Predictive Bayesian Network Model Using Electronic Patient Records for Prevention of Hospital-Acquired Pressure Ulcers.
10.4040/jkan.2011.41.3.423
- Author:
In Sook CHO
1
;
Eunja CHUNG
Author Information
1. Department of Nursing, Inha University, Incheon, Korea. insook.cho@inha.ac.kr
- Publication Type:Original Article ; English Abstract
- Keywords:
Pressure ulcer;
Bayesian prediction;
Logistic models;
Risk assessment;
Data mining
- MeSH:
Adult;
Aged;
Area Under Curve;
Bayes Theorem;
Cohort Studies;
Female;
Humans;
Logistic Models;
Male;
Medical Records;
Middle Aged;
*Predictive Value of Tests;
Pressure Ulcer/epidemiology/*prevention & control;
Retrospective Studies;
Risk Assessment
- From:Journal of Korean Academy of Nursing
2011;41(3):423-431
- CountryRepublic of Korea
- Language:Korean
-
Abstract:
PURPOSE: The study was designed to determine the discriminating ability of a Bayesian network (BN) for predicting risk for pressure ulcers.

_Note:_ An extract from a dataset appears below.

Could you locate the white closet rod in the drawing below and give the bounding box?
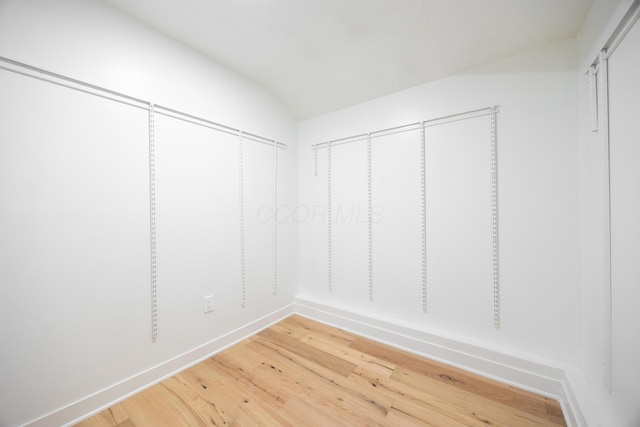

METHODS: Analysis was done using a retrospective cohort, nursing records representing 21,114 hospital days, 3,348 patients at risk for ulcers, admitted to the intensive care unit of a tertiary teaching hospital between January 2004 and January 2007. A BN model and two logistic regression (LR) versions, model-I and -II, were compared, varying the nature, number and quality of input variables. Classification competence and case coverage of the models were tested and compared using a threefold cross validation method. RESULTS: Average incidence of ulcers was 6.12%. Of the two LR models, model-I demonstrated better indexes of statistical model fits. The BN model had a sensitivity of 81.95%, specificity of 75.63%, positive and negative predictive values of 35.62% and 96.22% respectively. The area under the receiver operating characteristic (AUROC) was 85.01% implying moderate to good overall performance, which was similar to LR model-I. However, regarding case coverage, the BN model was 100% compared to 15.88% of LR. CONCLUSION: Discriminating ability of the BN model was found to be acceptable and case coverage proved to be excellent for clinical use.